Americans will feel the impact when the Fed raises rates. Here’s what you need to know: NPR

The floor of the New York Stock Exchange this week, after the Federal Reserve announced a quarter-point hike in its key rate. The Fed is raising rates to curb inflation, but it will hit some Americans in their wallets.

Richard Drew/AP

hide caption

toggle caption

Richard Drew/AP

The floor of the New York Stock Exchange this week, after the Federal Reserve announced a quarter-point hike in its key rate. The Fed is raising rates to curb inflation, but it will hit some Americans in their wallets.

Richard Drew/AP

After years of very low interest rates, a change is coming. The Federal Reserve is raising rates. Borrowing will become more expensive for everything from mortgages to auto loans to credit cards. For many Americans, it will be a bitter pill. But there are some silver linings. Here’s what you can do in response.

It’s going to get even harder to buy your first home…for now.

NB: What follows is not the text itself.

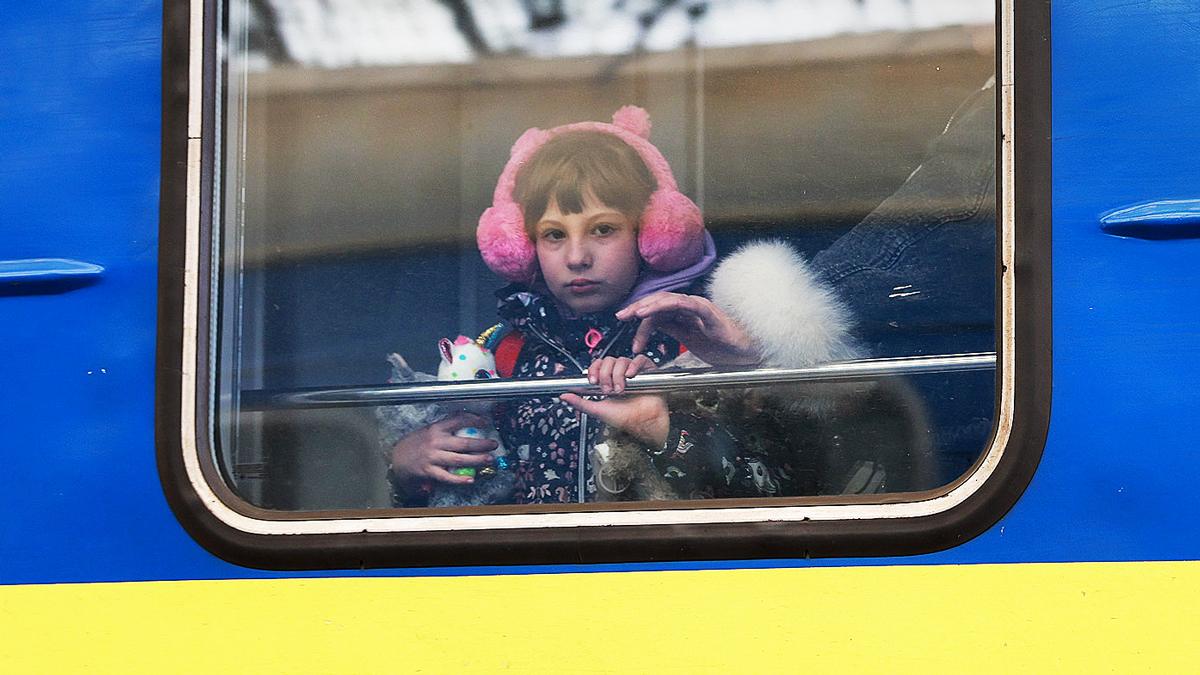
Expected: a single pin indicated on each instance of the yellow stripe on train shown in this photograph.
(987, 617)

When you’re buying something as expensive as a house, interest rates really matter. They have already jumped sharply in anticipation of the Fed’s much-heralded plan to raise rates throughout the year. Since last summer, mortgage rates have risen more than one percentage point to more than 4% on a 30-year fixed rate loan.

“It starts to push from like ‘maybe we could make it work’ to the point where you’re just like ‘it’s not worth it,'” says Zach Gubran of Fort Collins, Colorado.

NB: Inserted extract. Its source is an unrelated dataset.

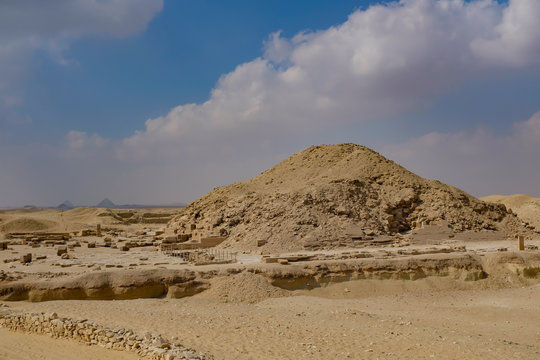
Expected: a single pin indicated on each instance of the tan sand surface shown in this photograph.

Gubran, 33, and his partner would like to settle down and buy their own home. But he says that in this frenetic real estate market, it was already difficult.

And now, on a $450,000 loan, the jump in rates over 4% drives up the monthly payment by $325.

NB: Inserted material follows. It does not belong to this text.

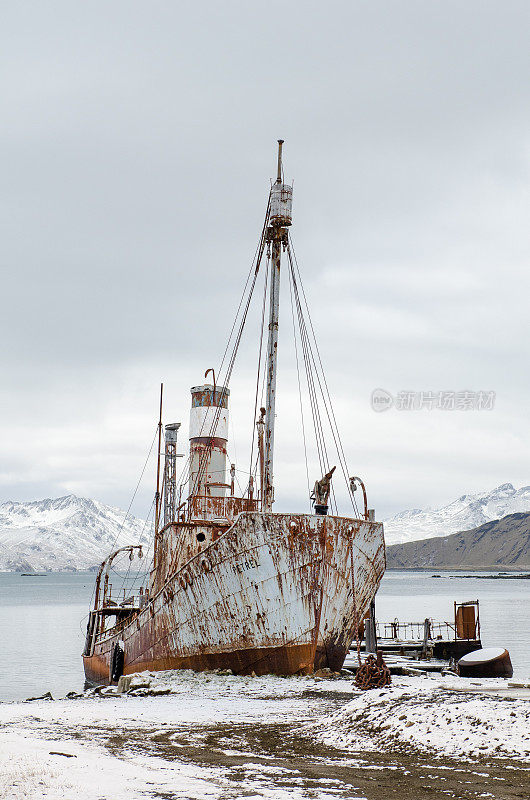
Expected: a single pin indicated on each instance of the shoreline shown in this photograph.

“It’s like this ridiculous situation,” says Gubran, who works as a contractor for a software company. “I have tens of thousands of dollars in savings, and I feel like it’s nothing, it doesn’t matter.”

But all is not hopeless. Rising rates could stop the runaway train of rising house prices

US home prices rose last year almost 20%. That’s a staggering one-year gain. With a historic shortage of homes for sale and rock-bottom interest rates, bidding wars have regularly erupted and driven prices up.

In recent years, big price gains like this have attracted more buyers who didn’t want to miss out, further boosting demand in the overheated market.

“Higher mortgage rates can be helpful in cooling the housing market,” says Selma Hepp, economist at CoreLogic. “It may help us get back to some level of normalcy, and in that case we won’t see as much bidding over the asking price.”

Don’t expect house prices to fall. But Hepp thinks that this year they will increase much less, around 3%. A few years like this could give builders time to catch up with demand and build more homes.

Ugh. Monthly payments on home equity lines of credit will increase

Ninety percent of homeowners have fixed rate mortgages. That’s the good news. They are protected against rising interest rates. But millions of Americans have borrowed against their homes. Together they must approx. 300 billion dollars home equity lines of credit (HELOC). Almost all have variable rates.

“Your rate will go up,” says Kate Wood, who tracks home loans for NerdWallet. “A home equity line of credit, those are really, really, really closely tied to the kind of action the Federal Reserve is taking.”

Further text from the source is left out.